Figure: Service Board Faults. Purple: No 0V on plug. Blue: Actuator disconnected. Green: Fiber controller identifiers.

We plug a controller into each of the fifteen plugs in turn. We look for a DAC square wave on the controller and we check for connection between the controller's 0V pad and our command transmitter 0V. We see a DAC square wave if and only if we have 0V connection. Otherwise we see 1.2 V on each DAC output with no 0V connection. Looking at the connector layout, we suspect that the track marked below is broken.

Figure: Connector Arrangement with Top Layer Copper. Showing location where we suspect broken track.

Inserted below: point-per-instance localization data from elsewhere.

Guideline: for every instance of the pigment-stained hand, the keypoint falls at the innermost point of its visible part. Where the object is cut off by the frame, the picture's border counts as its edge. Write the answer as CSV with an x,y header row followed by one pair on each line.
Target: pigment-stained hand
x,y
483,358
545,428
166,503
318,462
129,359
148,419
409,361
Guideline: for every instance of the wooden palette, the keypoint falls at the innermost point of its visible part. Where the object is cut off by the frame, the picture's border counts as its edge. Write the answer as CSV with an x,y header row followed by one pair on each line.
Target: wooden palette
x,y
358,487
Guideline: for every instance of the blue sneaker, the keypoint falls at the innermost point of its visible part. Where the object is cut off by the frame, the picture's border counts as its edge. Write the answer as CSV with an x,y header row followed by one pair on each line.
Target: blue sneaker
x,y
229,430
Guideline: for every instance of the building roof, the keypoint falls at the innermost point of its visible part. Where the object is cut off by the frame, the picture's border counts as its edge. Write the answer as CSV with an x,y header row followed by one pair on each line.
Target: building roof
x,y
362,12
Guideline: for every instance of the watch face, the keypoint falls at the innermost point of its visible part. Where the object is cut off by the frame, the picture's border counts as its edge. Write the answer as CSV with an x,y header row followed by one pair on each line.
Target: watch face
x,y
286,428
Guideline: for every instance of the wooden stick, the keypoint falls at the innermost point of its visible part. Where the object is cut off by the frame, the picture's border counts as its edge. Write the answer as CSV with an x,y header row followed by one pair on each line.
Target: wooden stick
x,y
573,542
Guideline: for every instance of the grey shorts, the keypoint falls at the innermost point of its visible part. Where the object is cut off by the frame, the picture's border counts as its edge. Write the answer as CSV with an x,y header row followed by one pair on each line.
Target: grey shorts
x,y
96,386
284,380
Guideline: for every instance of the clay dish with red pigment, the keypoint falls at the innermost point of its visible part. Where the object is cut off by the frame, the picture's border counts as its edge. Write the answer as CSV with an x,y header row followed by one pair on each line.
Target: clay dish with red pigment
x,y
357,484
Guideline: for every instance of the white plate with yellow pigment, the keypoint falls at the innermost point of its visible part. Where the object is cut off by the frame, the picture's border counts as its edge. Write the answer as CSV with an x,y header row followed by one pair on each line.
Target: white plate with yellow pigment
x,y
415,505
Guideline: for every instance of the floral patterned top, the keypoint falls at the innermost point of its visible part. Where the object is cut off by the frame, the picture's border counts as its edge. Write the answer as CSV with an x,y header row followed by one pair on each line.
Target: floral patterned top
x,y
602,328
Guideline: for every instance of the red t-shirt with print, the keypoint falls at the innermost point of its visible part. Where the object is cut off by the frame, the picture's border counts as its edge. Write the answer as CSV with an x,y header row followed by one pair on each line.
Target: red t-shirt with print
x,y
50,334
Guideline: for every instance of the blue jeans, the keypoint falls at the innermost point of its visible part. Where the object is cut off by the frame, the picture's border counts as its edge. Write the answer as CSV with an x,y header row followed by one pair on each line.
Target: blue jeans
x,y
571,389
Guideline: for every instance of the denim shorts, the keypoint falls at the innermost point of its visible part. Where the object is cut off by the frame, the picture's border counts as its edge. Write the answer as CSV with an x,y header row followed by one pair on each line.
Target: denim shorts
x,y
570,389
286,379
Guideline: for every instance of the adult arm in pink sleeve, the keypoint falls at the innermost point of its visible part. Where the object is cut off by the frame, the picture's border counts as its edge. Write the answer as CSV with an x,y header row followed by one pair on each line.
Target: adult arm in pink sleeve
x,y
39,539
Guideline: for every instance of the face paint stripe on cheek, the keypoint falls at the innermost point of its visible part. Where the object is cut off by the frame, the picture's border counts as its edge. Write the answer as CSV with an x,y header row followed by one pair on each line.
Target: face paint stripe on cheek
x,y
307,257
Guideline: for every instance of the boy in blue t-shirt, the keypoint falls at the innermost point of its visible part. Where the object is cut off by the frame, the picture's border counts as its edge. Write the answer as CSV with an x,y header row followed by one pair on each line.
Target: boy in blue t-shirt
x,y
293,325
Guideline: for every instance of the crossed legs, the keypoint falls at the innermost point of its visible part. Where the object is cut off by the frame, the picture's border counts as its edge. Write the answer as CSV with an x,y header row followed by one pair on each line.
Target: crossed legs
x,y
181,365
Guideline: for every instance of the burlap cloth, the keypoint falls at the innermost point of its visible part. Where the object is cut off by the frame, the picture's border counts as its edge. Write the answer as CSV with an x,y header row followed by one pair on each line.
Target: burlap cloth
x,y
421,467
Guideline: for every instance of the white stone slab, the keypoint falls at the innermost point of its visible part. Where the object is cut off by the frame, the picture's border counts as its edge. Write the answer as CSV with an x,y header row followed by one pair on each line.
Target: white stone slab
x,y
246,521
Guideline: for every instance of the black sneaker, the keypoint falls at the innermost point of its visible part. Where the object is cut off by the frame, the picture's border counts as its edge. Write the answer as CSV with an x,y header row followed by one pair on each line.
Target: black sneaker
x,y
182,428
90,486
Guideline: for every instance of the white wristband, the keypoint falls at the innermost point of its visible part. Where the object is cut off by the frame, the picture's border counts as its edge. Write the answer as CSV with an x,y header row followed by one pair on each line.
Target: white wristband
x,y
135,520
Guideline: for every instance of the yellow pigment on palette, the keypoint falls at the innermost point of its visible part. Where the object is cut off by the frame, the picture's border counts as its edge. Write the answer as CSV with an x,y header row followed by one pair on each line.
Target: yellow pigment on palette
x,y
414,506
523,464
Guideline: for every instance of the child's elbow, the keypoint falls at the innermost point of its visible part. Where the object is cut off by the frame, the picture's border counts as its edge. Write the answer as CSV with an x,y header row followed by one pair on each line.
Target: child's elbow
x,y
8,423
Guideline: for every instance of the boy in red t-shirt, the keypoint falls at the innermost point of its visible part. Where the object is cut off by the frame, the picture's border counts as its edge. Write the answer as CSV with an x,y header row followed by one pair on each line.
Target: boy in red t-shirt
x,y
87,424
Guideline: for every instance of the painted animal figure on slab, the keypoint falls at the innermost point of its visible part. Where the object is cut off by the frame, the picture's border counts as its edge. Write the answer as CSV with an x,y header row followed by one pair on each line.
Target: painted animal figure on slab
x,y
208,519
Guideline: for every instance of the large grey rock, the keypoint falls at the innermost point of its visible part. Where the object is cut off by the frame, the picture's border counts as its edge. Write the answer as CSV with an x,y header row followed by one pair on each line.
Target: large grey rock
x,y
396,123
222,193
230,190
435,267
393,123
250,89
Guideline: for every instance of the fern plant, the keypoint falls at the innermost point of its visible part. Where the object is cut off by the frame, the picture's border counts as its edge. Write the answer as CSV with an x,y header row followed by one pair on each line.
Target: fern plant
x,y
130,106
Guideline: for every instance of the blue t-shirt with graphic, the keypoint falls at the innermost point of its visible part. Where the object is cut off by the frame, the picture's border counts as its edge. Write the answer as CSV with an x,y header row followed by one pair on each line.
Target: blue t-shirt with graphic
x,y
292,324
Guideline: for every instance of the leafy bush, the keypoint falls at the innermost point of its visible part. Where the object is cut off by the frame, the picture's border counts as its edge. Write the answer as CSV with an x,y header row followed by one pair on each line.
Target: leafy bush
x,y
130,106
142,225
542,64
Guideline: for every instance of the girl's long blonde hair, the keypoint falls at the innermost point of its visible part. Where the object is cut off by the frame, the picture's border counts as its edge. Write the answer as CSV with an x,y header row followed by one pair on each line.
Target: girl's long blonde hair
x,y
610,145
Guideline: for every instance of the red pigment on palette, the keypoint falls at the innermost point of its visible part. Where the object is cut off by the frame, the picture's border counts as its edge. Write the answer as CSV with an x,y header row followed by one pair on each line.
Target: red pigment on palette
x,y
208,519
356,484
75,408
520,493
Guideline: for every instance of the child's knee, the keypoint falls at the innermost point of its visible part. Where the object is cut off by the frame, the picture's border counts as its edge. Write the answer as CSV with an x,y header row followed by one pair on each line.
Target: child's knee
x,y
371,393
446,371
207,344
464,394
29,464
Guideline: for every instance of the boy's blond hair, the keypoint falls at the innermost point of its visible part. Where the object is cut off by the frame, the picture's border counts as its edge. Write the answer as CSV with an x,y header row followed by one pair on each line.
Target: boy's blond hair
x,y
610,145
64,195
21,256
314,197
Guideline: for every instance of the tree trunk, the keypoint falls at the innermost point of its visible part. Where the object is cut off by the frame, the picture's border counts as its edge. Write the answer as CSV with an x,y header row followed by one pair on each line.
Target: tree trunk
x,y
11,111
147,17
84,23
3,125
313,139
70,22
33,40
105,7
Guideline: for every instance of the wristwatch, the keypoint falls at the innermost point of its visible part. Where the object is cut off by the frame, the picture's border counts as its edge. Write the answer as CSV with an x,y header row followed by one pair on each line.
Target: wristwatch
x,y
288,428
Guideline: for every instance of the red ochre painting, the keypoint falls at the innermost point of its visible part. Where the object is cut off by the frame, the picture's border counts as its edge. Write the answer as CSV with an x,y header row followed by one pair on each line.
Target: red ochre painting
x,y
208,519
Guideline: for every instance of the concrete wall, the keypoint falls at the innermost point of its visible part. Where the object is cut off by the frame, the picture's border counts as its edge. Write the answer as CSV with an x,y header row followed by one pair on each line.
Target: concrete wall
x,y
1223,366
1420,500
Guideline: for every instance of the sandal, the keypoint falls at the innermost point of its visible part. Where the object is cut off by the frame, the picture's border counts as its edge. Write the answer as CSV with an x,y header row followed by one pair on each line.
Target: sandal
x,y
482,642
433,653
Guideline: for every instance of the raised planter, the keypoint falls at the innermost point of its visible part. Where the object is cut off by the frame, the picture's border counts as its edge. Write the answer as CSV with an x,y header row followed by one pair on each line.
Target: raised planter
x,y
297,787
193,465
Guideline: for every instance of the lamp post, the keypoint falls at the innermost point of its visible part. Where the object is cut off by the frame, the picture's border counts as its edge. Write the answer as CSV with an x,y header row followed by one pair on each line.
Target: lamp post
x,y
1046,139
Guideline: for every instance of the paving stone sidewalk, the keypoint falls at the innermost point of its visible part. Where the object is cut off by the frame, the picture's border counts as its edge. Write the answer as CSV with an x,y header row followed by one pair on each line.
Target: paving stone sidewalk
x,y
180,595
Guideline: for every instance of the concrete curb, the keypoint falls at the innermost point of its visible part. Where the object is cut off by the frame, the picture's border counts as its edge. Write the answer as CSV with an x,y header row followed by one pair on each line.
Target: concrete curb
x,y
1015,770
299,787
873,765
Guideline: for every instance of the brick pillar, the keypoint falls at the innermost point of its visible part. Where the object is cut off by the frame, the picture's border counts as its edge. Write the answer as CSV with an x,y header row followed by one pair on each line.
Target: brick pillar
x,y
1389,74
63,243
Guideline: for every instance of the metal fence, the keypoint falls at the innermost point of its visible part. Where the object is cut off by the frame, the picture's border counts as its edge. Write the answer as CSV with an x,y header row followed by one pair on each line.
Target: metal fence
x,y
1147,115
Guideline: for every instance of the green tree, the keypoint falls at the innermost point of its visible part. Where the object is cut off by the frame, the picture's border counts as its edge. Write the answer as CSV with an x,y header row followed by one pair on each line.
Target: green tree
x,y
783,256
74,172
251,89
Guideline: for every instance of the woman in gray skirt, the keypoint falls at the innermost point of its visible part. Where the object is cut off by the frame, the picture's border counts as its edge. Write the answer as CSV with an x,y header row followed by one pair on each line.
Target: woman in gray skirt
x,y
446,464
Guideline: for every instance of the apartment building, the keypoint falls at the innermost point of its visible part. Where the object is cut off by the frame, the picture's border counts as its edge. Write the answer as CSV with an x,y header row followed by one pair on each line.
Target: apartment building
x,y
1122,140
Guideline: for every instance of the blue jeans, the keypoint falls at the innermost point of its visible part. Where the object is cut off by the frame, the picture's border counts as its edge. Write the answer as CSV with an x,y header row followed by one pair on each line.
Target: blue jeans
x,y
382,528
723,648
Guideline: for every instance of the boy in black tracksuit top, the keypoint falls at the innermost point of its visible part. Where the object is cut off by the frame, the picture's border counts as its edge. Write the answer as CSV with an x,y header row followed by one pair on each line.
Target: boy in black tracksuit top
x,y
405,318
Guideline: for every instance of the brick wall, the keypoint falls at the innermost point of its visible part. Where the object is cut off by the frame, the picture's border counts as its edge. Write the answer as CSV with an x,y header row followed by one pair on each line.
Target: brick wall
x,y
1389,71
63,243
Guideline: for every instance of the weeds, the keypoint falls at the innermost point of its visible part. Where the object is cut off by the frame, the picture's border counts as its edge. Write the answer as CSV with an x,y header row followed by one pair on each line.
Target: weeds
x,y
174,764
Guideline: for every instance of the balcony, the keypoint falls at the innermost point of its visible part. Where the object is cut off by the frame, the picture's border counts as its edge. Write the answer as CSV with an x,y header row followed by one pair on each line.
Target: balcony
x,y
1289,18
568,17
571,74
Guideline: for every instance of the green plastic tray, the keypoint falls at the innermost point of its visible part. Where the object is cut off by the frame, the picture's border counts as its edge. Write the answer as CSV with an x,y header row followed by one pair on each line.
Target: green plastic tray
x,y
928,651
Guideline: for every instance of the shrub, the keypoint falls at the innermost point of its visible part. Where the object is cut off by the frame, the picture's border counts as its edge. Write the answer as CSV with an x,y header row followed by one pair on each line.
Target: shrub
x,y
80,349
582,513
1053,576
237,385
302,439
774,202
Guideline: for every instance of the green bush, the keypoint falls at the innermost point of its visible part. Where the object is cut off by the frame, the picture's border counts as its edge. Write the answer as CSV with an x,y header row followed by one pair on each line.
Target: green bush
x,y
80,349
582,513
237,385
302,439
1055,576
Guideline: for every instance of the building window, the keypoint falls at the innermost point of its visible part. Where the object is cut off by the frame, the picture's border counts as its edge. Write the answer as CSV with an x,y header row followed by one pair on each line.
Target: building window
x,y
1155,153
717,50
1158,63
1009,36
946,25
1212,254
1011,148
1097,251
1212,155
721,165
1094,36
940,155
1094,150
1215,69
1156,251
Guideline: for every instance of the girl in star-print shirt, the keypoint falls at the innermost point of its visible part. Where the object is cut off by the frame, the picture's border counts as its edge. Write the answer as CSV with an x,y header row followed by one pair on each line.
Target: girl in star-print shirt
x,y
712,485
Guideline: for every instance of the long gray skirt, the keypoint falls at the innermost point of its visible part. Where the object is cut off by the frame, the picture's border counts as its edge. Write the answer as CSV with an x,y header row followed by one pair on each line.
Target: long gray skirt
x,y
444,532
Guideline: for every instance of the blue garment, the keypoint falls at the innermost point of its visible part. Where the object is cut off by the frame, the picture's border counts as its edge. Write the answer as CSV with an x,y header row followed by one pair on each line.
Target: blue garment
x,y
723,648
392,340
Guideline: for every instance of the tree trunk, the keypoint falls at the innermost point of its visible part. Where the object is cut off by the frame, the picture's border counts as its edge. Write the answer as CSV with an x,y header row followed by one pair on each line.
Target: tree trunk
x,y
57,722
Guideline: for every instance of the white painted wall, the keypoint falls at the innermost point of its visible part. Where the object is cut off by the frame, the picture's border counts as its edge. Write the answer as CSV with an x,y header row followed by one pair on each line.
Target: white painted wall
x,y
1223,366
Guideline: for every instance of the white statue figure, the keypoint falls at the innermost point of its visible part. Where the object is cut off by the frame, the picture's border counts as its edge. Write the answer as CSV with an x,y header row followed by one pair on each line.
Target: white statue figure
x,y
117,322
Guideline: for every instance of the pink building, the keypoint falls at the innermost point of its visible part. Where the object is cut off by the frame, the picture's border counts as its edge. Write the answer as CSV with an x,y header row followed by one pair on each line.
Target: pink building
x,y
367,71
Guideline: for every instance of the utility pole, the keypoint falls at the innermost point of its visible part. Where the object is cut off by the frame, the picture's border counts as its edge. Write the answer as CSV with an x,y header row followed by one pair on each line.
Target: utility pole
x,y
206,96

Damage to the track may have occurred when we ripped the P12 plug off the board. The track supplying 0V to all five faulty plugs may have ripped off the 0V next to P9. We now try the fiber controller in each of the working sockets, applying ±250V and watching for movement of the masts. Of the nine good connectors, we see movement in eight masts. The mast that does not move is the one connected to P4. The fiber controller is producing all electrode voltages, but none of them are appearing on the actuator. We check three of the actuator's electrode pins and find 0 V on all three. We suspect that the pin heads are not soldered to the base board. We see roughly 254 μm of movement in one fiber, while 15 mm separation of masts appears as 950 μm on the image sensor. The mast tips is moving roughly 4 mm. A few of the fibers move the full 4 mm. Some move diagonally in our field of view, which suggests that one or more of their electrode potentials are missing. We repair A123 by replacing F1, U1 and U2. We program with ID E542. We load onto our service board and see movement of its fiber.